If they had a self-serve process, or some sort of shink-wrapped deal up to say 500k users, that would be great. But bespoke contracts are rarely cheap or easy to get. This comes from my experience building a bunch of custom infra for Flux1-dev, only to find I wasn’t big enough for a custom agreement, because, duh, the service doesn’t exist yet. Mistral is not BFL, but sales teams don’t like speculating on usage numbers for a product that hasn’t been released yet. Which is a bummer considering most innovation happens at a small scale initially.

replies(1): >>41866847 #

10. DreamGen ◴[16 Oct 24 20:12 UTC] No.41863345[source]▶

>>41860918 (TP) #

From what I have heard, getting license from them is also far from guaranteed.
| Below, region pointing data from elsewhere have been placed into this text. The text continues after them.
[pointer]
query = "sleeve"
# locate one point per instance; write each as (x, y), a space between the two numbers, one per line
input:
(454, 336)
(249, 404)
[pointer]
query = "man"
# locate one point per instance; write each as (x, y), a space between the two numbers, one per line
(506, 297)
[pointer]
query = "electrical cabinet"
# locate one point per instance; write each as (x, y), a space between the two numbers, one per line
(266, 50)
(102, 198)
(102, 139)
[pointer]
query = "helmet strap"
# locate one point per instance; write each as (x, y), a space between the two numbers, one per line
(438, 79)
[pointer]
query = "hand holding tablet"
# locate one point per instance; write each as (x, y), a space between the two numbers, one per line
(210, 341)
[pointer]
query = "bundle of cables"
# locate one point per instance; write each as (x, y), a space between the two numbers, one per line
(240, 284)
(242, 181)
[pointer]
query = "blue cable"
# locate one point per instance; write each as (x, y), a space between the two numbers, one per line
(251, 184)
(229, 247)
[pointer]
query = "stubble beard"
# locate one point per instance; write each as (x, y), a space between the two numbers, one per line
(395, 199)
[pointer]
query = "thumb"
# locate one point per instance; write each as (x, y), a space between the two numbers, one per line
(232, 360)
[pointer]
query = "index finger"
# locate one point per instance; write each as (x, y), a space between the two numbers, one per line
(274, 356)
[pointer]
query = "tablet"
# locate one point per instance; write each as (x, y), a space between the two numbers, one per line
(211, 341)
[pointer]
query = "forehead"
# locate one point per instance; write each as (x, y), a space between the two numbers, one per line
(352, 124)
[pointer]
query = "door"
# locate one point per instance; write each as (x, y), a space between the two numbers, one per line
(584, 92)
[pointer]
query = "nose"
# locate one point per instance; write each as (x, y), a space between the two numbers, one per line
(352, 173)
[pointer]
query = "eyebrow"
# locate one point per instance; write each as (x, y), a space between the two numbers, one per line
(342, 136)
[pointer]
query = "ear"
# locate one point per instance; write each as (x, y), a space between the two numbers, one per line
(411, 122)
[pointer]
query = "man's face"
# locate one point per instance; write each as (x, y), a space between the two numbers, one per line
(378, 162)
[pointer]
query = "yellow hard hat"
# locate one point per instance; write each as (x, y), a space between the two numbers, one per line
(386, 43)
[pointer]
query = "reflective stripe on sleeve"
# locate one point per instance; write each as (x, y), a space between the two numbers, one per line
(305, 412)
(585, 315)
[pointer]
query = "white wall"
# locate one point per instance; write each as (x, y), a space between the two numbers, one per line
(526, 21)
They are selective about who they want to do business with -- understandable, but something to keep in mind.

11. moralestapia ◴[17 Oct 24 01:32 UTC] No.41865597[source]▶

>>41860918 (TP) #

Lol, the whole point of Edge models is to be able to run them locally.

12. csomar ◴[17 Oct 24 04:42 UTC] No.41866472[source]▶

>>41860918 (TP) #

Thanks, I was confused for a bit. The 3b comparison with llma3.2 is useless. If I can't run it on my laptop, it's no longer comparable to open models.

13. dest ◴[17 Oct 24 05:02 UTC] No.41866561[source]▶

>>41862802 #

There are ways to watermark the output, by slightly altering the choice of tokens in a recognizable pattern.

replies(1): >>41866657 #

14. wg0 ◴[17 Oct 24 05:24 UTC] No.41866657{3}[source]▶

>>41866561 #

Within the model? Like as part of training afterwards some fine tuning?

15. littlestymaar ◴[17 Oct 24 06:05 UTC] No.41866847{4}[source]▶

>>41863187 #

I'm not defending Mistral here, I don't think it's a good idea I just wanted to to not out that there is no paradox as if the 3b model was API-only.